3. [Latvian] Vācu amerikānis, tagad _nujau_ ar angļa sirdi! (Talking about reparations done in a car.)
4. [Latvian] Kad esi skaļi patecis «_nujau_ pietiks» tas nau neko nemaina.


----------



## danel32

I wrote to my Latvian acquaintance, she responded next: I suppose it would be quite difficult to find this word...in the first case it is translated as "already"  and in the second case - it is enough. it is expression and it used with different meanings. I hope that i could help you. ( I sent to him third and forth sentences).


----------



## hhns

Thank you very much!

Could the meaning be similar in Lithuanian?


----------



## danel32

I'm quite sure that meaning is similar.


----------



## arbokas

1. [Lithuanian] _Nùjau_, dar tu ką išgalvojai! _Nùjau_, teip tai negalima meluot, kas gi iš to išeis. _Nùjau_ tas kad pasakys, tai plyšk iš juoko. Albinas žadėjo ateit. – _Nùjau_?!
2. [Lithuanian] _Nujaũ_, argi ji pati griebs rugius?!

1. "Nujau" is using to express a skepticism, a sneer or a surprise but in negative way. You let your opponent to understand that you do not believe him and kind of sneer of him. You can change it to the words: "Eik jau!, Na jau!, Baik jau!". In dictionary http://lietuviu-anglu.xb.lt/w.php?w=eik%20jau! I found colloquial English word "garn" to express something like that. Also in dictionary ANGLONAS found that: "go on (with you)!" = eik (jau) eik!; eik tu!;

But for sentence "_Nùjau_ tas kad pasakys, tai plyšk iš juoko." I don't think that fits all that I have written above because after the word there is no break, there is no emphasis. Also is using to express a skepticism, a sneer or a surprise but changes that i have written not fit here. In Lithuanian you can change it to: "Bet (tai), (Na) jau"

2. "Nujau" is using to express a doubt.

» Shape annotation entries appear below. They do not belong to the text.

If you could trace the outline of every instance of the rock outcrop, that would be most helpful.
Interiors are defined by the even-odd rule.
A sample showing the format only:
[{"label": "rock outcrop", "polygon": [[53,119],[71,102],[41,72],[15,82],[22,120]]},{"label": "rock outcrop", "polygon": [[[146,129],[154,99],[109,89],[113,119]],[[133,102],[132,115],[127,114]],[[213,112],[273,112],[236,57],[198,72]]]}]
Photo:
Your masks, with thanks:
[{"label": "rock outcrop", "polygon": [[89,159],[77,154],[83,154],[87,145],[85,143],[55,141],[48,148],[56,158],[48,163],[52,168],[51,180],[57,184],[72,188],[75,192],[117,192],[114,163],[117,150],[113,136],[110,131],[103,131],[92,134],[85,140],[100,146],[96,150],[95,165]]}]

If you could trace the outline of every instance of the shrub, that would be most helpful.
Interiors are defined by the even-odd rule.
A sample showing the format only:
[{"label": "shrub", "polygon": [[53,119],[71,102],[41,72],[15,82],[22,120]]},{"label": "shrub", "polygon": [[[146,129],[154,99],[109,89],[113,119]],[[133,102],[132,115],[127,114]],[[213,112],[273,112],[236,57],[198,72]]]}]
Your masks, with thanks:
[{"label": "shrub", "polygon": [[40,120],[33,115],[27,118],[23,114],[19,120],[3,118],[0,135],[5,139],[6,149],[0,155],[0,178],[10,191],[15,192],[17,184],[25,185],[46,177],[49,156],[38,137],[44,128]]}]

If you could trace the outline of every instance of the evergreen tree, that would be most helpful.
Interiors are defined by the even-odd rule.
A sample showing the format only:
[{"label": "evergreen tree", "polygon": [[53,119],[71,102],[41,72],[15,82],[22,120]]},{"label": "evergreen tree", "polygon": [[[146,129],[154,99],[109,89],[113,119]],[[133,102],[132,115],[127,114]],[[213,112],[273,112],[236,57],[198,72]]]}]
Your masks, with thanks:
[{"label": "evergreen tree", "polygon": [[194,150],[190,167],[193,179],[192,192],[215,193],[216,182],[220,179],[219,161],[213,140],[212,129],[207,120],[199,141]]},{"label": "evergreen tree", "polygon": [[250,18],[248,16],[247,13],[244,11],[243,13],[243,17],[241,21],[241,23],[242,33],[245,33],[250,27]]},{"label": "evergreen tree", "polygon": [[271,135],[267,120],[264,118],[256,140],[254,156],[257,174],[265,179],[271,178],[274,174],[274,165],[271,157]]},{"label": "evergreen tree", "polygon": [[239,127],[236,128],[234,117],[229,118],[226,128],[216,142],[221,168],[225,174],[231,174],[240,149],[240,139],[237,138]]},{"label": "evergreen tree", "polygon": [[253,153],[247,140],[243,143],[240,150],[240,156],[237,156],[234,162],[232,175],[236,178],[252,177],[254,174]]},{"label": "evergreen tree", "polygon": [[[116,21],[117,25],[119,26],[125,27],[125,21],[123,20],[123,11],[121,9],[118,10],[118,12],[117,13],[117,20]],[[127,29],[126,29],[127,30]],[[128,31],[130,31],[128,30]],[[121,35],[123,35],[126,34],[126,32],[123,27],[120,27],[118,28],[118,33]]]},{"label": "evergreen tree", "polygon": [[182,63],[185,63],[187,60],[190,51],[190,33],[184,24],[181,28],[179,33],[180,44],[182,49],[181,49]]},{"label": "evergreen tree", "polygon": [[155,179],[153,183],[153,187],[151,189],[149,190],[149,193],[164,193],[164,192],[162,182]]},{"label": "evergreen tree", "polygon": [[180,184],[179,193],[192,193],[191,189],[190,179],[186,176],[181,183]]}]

You can change it to the word: "nejaugi?" = "really?". 
This meaning also fits for the sentence: "Albinas žadėjo ateit. – Nùjau?!"


----------



## arbokas

"Nùjau" in most cases is like to say "¡Anda ya!" in Spanish or "Come on!" in English.

[Lithuanian] *Nùjau*, tu turbūt juokauji!
[Spanish]* ¡Anda ya!* ¡Tienes que estar bromeando!
[English] *Come on!* You must be joking!


----------



## Smaragdine-Antyte

Arbokas is correct on this one. "Nujau" can be a synonim og "nejaugi", which is very close in meaning to english saying (doubtful) "really?" 

- "Albinas promised to come over."
- "Really?!"


----------



## mO_ok

I would say that 'no way!' has the closest meaning to 'nujau'.


----------